Sí, es cierto: el comienzo es algo lento. Después del trepidante final de El bosque oscuro, cuesta entender por qué abrimos la tercera entrega... ¡en plena caída de Constantinopla! Uno siente que la historia ha dado un frenazo, como si retrocediera en lugar de avanzar. Pero nada es gratuito en esta trilogía.
Porque si algo deja claro Cixin Liu, es que el progreso no está garantizado. La historia no avanza en línea recta: hay momentos —épocas enteras— donde todo se desmorona. Y eso, en estos tiempos de incertidumbre global, resuena con inquietante actualidad.
El segundo gran estribillo que atraviesa toda la trilogía: toda civilización, por poderosa que sea, acaba cayendo. Siempre hay otra que la sustituye, que la supera, que la borra. Liu no solo te lo cuenta, te lo hace sentir a través del vértigo del tiempo: juega con siglos, milenios, escalas cósmicas… y lo hace con una capacidad de paráfrasis narrativa que rompe todos los esquemas.
Como en los libros anteriores, aquí también hay pistolas de Chéjov por todas partes. Detalles aparentemente insignificantes acaban teniendo consecuencias cruciales cientos de páginas después —o siglos más tarde. Es una lectura exigente, sí, pero llena de recompensas para quien lee con atención. Todo puede ser una pista. Todo importa.

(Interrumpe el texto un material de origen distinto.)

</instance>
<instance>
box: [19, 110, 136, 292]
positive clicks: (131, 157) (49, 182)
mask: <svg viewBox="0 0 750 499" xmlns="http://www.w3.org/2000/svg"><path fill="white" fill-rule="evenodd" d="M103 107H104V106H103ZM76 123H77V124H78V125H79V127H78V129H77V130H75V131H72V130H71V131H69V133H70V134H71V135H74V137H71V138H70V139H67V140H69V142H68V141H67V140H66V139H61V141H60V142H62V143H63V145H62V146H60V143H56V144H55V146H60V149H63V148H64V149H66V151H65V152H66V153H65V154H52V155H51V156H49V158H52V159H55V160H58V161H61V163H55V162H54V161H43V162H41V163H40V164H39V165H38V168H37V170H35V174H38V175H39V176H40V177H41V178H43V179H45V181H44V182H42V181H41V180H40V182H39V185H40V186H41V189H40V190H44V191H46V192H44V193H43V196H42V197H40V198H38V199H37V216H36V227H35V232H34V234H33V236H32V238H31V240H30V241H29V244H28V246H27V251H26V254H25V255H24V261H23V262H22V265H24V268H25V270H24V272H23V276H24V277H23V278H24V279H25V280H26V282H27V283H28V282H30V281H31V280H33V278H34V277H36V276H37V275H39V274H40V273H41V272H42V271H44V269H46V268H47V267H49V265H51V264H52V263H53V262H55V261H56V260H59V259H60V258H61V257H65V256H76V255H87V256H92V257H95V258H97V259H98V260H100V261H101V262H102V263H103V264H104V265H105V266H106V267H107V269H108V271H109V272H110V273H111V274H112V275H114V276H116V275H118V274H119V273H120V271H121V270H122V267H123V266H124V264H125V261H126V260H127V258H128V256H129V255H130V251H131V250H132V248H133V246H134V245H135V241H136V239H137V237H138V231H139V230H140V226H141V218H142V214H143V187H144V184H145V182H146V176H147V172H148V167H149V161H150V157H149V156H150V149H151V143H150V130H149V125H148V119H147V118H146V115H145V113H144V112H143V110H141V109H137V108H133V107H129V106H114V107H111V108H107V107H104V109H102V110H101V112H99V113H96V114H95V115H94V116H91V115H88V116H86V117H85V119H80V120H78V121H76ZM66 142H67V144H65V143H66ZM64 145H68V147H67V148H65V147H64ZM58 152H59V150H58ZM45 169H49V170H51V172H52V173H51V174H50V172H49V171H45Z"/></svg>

En esta tercera parte, además, el autor abandona definitivamente el estilo clásico de novela: los personajes casi desaparecen, los diálogos se reducen al mínimo, y lo que domina es una crónica que acumula hechos, explicaciones y saltos temporales que a veces son difíciles de seguir. Aunque se nos dé en ocasiones la visión subjetiva de algún personaje, la mirada es impersonal, casi como la de un historiador del futuro.
Y aquí llega el punto crítico: algunas decisiones narrativas resultan no solo poco coherentes desde el punto de vista literario, sino también precipitadas. Da la sensación de que ciertas resoluciones se toman más para cerrar el tablero cósmico que para construir una evolución natural de la trama. La emoción queda sepultada bajo capas de especulación, y la arquitectura del relato se resiente.
Es un libro ambicioso, sí, pero también frío. No busca que empatices con los personajes, sino que pienses como si tú mismo formaras parte de una civilización que puede desaparecer en cualquier momento. Una mirada incómoda, pero coherente con el mensaje de fondo.
Porque no siempre ganan los buenos. Más bien, los ganadores se colocan en el lado bueno de la historia, al menos en la versión que contarán luego para tranquilizar su conciencia. Pero incluso eso es frágil: las decisiones que hoy parecen acertadas, a la vista del futuro, pueden resultar completamente erróneas. Y puede que ahora tengamos la suerte de vivir en una zona del mundo que, en este momento, es próspera… pero a largo plazo, esa suerte no está garantizada para quienes vengan detrás. Y esa es, quizá, la verdad más incómoda de todas.
¿La ciencia ficción más ambiciosa del siglo XXI? Muy posiblemente. Pero no apta para impacientes.